Primary cutaneous diffuse large B-cell lymphoma, leg type (LBCL-L)
Primary cutaneous diffuse large B-cell lymphoma, leg type (LBCL-L) is less common than other types of CBCL and can be more aggressive. LBCL-L usually appears on the lower legs of elderly women, although lesions can occur on any part of the body. The lesions are red or bluish-red and frequently grow quickly into large tumors that can ulcerate.
Typical procedures done to diagnose CBCL include:
- A complete physical exam (including a thorough skin exam);
- A skin biopsy (removal of a small piece of tissue) for examination under the microscope by a pathologist (a doctor who studies tissues and cells to identify diseases);
- Blood tests;
- Imaging tests such as CT (computerized axial tomography and/or PET (positron emission tomography) scans.

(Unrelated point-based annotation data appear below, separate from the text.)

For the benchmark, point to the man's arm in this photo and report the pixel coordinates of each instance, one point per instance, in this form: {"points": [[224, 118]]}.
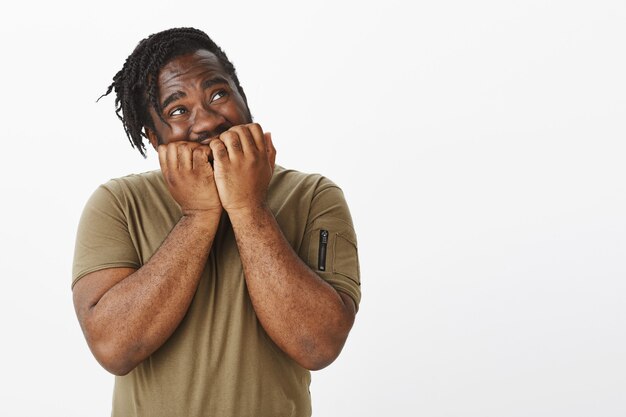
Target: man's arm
{"points": [[127, 314], [304, 315]]}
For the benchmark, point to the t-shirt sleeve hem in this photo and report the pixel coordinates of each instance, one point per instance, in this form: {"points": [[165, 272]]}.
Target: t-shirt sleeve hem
{"points": [[101, 267]]}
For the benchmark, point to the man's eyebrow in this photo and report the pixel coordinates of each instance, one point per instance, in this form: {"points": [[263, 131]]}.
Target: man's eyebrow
{"points": [[205, 84], [172, 97]]}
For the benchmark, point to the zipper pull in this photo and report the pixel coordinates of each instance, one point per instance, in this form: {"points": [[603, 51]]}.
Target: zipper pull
{"points": [[321, 254]]}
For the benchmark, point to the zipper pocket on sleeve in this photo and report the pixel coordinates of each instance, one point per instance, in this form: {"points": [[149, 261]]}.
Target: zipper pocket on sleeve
{"points": [[321, 254]]}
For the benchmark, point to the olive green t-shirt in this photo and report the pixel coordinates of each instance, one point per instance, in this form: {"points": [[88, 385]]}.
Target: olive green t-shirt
{"points": [[219, 361]]}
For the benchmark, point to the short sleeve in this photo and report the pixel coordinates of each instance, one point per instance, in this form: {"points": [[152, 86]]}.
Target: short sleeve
{"points": [[103, 239], [329, 244]]}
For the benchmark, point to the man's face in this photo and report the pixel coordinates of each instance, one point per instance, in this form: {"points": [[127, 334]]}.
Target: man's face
{"points": [[198, 100]]}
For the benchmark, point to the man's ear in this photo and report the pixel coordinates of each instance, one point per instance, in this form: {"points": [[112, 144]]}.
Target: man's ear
{"points": [[152, 137]]}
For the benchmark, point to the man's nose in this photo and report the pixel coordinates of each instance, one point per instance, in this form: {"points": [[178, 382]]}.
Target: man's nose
{"points": [[207, 123]]}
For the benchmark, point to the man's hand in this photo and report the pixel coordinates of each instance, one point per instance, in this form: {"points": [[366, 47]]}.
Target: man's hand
{"points": [[189, 176], [244, 163]]}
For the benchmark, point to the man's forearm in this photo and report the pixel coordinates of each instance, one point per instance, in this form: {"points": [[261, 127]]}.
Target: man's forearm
{"points": [[303, 314], [133, 318]]}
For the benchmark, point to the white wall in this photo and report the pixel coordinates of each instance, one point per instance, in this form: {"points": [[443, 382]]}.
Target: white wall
{"points": [[480, 146]]}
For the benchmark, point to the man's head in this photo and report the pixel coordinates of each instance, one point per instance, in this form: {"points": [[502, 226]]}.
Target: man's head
{"points": [[163, 61]]}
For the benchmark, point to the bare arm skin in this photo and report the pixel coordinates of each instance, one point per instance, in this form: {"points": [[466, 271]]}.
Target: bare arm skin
{"points": [[127, 314], [304, 315]]}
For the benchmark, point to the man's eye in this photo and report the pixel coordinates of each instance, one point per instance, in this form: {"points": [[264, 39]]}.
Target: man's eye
{"points": [[178, 111], [218, 95]]}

When a skin biopsy shows B-cell lymphoma it is very important to make sure that the lymphoma is truly coming from the skin, and not from a systemic lymphoma that has spread to the skin. It is also important that any diagnosis of CBCL is confirmed by a pathologist who has expertise in diagnosing cutaneous lymphomas.
EXPERT PRESENTERS:
Stuart Lessin, MD, Medical Director, KGL Skin Study Center, Broomall, PA
Pierluigi Porcu, MD, Director, Hematologic Malignancies and Hematopoietic Stem Cell Transplantation Division, Sidney Kimmel Cancer Center, Thomas Jefferson University Hospital (At time of publication: Associate Professor of Internal Medicine, Division of Hematology-Oncology, Ohio State University Comprehensive Cancer Center)

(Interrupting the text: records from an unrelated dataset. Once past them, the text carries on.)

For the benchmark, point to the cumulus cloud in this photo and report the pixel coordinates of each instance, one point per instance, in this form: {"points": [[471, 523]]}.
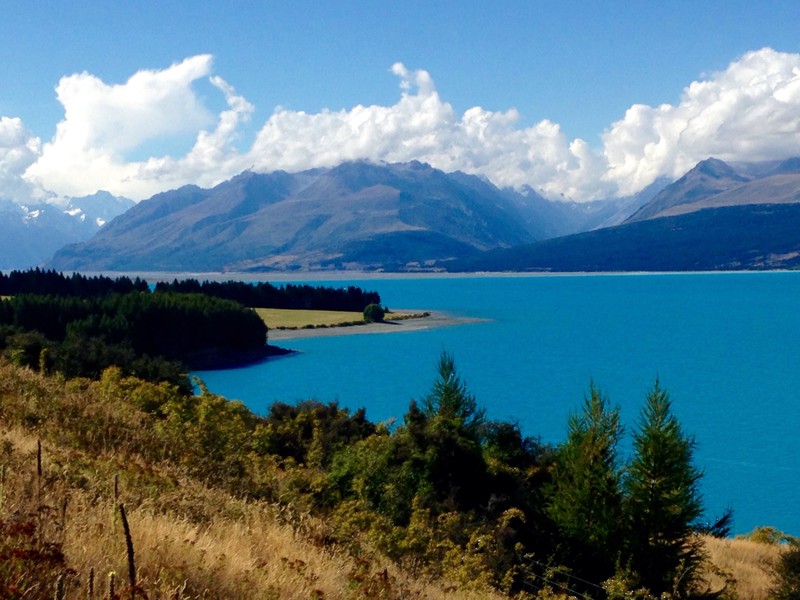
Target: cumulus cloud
{"points": [[18, 150], [750, 111], [102, 123]]}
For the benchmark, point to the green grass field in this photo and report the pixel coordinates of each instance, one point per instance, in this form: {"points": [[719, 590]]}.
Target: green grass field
{"points": [[277, 318], [285, 318]]}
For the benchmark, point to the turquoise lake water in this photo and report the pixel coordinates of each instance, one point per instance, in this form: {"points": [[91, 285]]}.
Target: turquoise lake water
{"points": [[726, 346]]}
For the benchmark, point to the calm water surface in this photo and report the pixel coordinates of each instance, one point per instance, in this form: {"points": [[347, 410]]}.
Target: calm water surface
{"points": [[726, 346]]}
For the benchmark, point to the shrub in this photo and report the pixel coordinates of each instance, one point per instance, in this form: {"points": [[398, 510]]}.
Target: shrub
{"points": [[374, 313]]}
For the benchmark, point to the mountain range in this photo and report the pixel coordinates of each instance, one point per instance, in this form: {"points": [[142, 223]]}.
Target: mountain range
{"points": [[412, 217], [30, 234], [718, 216], [358, 215]]}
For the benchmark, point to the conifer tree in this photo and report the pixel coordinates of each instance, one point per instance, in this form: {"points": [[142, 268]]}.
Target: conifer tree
{"points": [[662, 501], [449, 398], [585, 502]]}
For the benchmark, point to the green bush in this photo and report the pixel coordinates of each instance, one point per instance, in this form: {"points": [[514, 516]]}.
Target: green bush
{"points": [[374, 313]]}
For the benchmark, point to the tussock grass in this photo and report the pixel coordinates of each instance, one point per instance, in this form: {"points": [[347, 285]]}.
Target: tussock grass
{"points": [[749, 563], [192, 539]]}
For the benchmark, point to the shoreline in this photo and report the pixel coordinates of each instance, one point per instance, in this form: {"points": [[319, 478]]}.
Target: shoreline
{"points": [[434, 320]]}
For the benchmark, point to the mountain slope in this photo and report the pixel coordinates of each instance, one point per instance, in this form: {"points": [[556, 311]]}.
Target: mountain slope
{"points": [[714, 184], [29, 235], [732, 237], [355, 215]]}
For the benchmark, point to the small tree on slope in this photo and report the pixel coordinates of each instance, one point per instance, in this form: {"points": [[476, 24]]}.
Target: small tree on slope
{"points": [[585, 501], [662, 501]]}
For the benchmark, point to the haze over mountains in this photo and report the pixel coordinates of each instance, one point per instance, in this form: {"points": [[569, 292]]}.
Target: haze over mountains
{"points": [[717, 216], [411, 217], [358, 215], [30, 234]]}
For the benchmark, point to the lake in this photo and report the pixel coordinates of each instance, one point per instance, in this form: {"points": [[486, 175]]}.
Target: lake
{"points": [[725, 345]]}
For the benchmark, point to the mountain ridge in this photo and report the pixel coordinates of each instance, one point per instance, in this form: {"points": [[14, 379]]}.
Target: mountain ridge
{"points": [[356, 215]]}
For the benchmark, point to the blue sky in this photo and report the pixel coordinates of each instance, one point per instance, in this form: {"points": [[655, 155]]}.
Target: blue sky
{"points": [[543, 74]]}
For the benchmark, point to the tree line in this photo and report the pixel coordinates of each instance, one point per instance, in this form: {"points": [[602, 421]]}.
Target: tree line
{"points": [[266, 295], [44, 282], [152, 336], [255, 295]]}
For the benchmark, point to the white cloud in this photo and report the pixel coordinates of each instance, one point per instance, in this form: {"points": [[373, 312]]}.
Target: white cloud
{"points": [[18, 150], [749, 111], [103, 122]]}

Larisa Geskin, MD, Director, Cutaneous Oncology, Columbia University Medical Center (At time of publication: Associate Professor of Dermatology, University of Pittsburgh)
Primary cutaneous follicle center lymphoma and cutaneous marginal zone lymphoma are among the most slow growing or indolent lymphomas:
- Depending on the number of lesions present, solitary or few lesions may be treated locally with either radiation or surgery.
- Topical steroid cream, topical chemotherapy, or injections may also be used.
- Sometimes no treatment is needed. Most often these slow-growing lymphomas recur over time, usually only on the skin. As many as 50 percent of people with single lesions that get radiation or excision will never get another lesion.
- Numerous and highly bothersome lesions may be eligible for treatment with rituximab.
Primary cutaneous diffuse large-B cell lymphoma-leg type, often require treatment chemotherapy, radiation, or a combination of both.